ABT‐317's effect on the kidney is significant. Histological analysis revealed significantly fewer inflammatory cells in the kidneys of ABT‐317 treated mice compared to diseased animals (Figure 2A and B). Consequently, glomerular size was reduced (Figure 2C and E) with an overall lesser extent of glomerular disease and tubular dilation (Figure 2D). The positive effects on kidney inflammation and morphology could be traced to ABT‐317's efficacy at a gene expression level. The JAK1, IFN, and chemokine gene signatures were normalized by ABT‐317 to reflect those of young, healthy mice in both the kidneys and blood (Figure 3A and B), and RNA sequencing analysis of kidneys indicates that the active inflammatory pathways at baseline are silenced by ABT‐317 treatment (Supplementary Fig. 3A).

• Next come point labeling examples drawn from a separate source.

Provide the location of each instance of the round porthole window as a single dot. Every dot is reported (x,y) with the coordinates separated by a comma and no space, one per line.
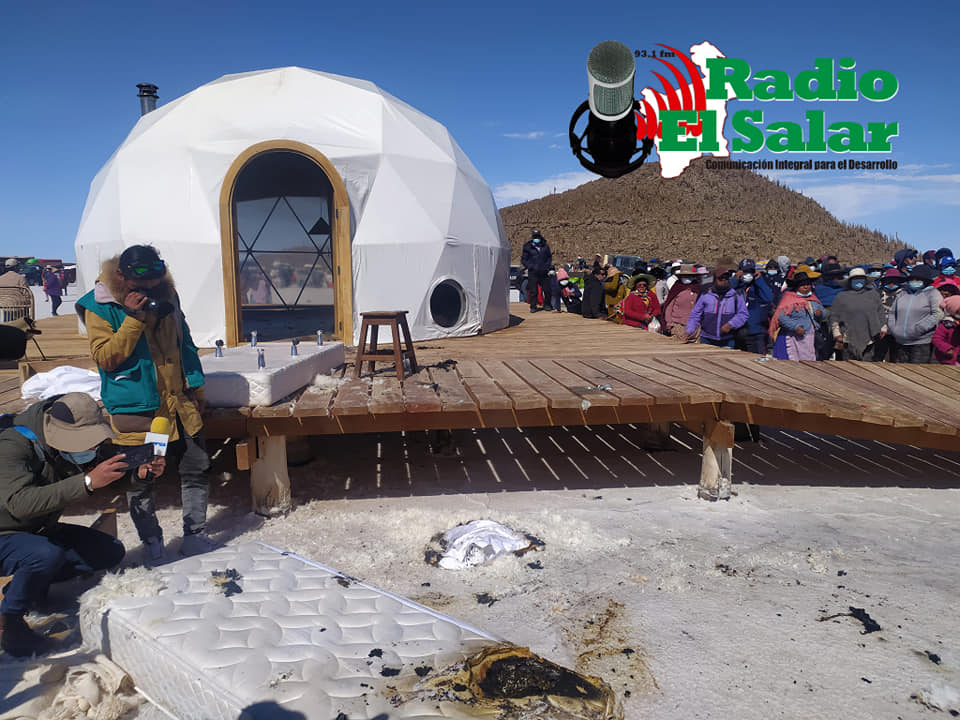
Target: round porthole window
(447,303)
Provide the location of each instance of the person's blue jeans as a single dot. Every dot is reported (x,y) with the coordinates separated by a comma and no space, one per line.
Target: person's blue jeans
(61,552)
(717,343)
(189,454)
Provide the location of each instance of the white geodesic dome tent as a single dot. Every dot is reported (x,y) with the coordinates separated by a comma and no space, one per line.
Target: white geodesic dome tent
(418,224)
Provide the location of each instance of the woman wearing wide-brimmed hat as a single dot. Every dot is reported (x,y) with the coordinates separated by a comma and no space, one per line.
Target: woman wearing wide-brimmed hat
(640,306)
(795,320)
(614,290)
(679,303)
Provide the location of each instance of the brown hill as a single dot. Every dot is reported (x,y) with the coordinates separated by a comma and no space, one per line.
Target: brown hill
(699,216)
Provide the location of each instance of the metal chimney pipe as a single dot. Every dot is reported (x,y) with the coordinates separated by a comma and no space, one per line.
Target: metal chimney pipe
(148,98)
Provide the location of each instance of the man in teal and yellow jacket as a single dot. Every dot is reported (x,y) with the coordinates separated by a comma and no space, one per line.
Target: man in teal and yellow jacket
(149,368)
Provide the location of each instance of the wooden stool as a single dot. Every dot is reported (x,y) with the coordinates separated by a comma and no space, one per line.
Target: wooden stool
(397,320)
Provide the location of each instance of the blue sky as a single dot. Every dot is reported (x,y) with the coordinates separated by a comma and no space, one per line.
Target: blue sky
(503,77)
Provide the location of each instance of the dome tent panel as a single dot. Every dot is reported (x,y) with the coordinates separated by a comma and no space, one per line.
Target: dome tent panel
(164,185)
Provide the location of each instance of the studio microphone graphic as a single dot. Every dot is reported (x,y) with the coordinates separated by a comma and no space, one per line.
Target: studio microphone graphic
(159,435)
(609,143)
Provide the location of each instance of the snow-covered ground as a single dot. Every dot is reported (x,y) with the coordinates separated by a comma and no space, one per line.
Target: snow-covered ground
(741,609)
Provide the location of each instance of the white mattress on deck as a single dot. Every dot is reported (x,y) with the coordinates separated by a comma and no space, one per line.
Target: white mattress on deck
(235,381)
(300,635)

It is possible that inflammatory cells are migrating out of the tissues, as suggested by the reduction of the chemokine signature (Figure 3A and B), or that apoptosis is occurring because the IL‐2 family cytokines provide T cell survival signals and are JAK1‐dependent. 34 , 35

Although the elimination of inflammatory cells from the kidney may be necessary for proteinuria reversal, we previously proposed that it is not sufficient because prednisolone eliminated inflammatory cells but did not reverse proteinuria. 15 We think that restoring normal expression of genes linked to human nephrotic syndrome is likely critical to the reversal of severe proteinuria in NZB/W‐F1 mice. Most of these genes are expressed by podocytes, which are cells crucial to the integrity of the glomerular filtration barrier. Restoring the glomerular filtration barrier and glomerular morphology may rely on normalizing expression of these genes. 15 Treatment with a JAK1 inhibitor had the same effect as anti‐CD40 on glomerular morphology (Figure 2C–E) and nephrotic gene expression (Figure 3C) suggesting that they affect the same pathogenic pathway. Our findings suggest that the ability of JAK1 inhibition to reverse proteinuria and restore glomerular function is dependent on restoring function of the kidney parenchymal cells.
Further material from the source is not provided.